As in Russia people go mushroom- and berry-picking in summer — we essentially get our chanterelles free of charge — these prices made my eye twitch. Not that I can tell one mushroom from the next one, but my parents and grandmas are very much into walking in forest for hours in search of their future dinner. When I told my mom about the 28 euro thing she almost fell off the chair.
Fun fact: chanterelles are called lisichki in Russian which literally means “little foxes”, I guess because of their bright orange color.
The never-have-I-tried-or-cooked ingredient of July was kohlrabi. Although it was never my intention to make this an official thing, in May I happened to use rhubarb in my kitchen for the first time. In June, it was fennel. In July, I grabbed a kohlrabi at the supermarket without the slightest idea what to make of it.

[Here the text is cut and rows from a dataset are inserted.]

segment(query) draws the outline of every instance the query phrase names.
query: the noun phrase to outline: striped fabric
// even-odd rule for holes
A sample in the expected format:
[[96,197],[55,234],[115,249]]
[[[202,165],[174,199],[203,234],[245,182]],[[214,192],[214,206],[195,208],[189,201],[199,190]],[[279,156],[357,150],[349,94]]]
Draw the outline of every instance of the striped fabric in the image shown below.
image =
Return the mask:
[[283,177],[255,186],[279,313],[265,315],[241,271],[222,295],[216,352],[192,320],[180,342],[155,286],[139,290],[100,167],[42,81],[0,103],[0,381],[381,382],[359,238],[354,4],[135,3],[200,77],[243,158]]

I ended up simply grating it and mixing with sour cream, salt and black pepper. Turned out, it tastes like turnip and is in fact referred to as German turnip. So not a completely new taste to me, but at least now I am not afraid of it anymore.
Finally, I made a cherry sumac pancake by Cardamom and Tea. Kathryn is my fellow Saveur Blog Awards finalist and winner who writes about Assyrian food. I baked it right on my birthday which means I had a birthday pancake in place of a birthday cake. Reminds me of the birthday flan Monica made for Rachel (if you know you know).
We have both sweet and sour cherries in abundance right now. Sweet ones disappear within a few hours after my market trips. Sour ones lie around longer and eventually make it into baked goodies.
A big bowl of sweet cherries is what late summer is all about, in my opinion. That and a bright red sugary watermelon of which I am planning to eat a few dozen in August. Watermelons might not grow in Germany, but that is not going to stop me. My French peaches were delicious, after all. And if you were wondering about the fate of that peach galette, I am happy to report that half of it is gone. I did it. Nobody helped.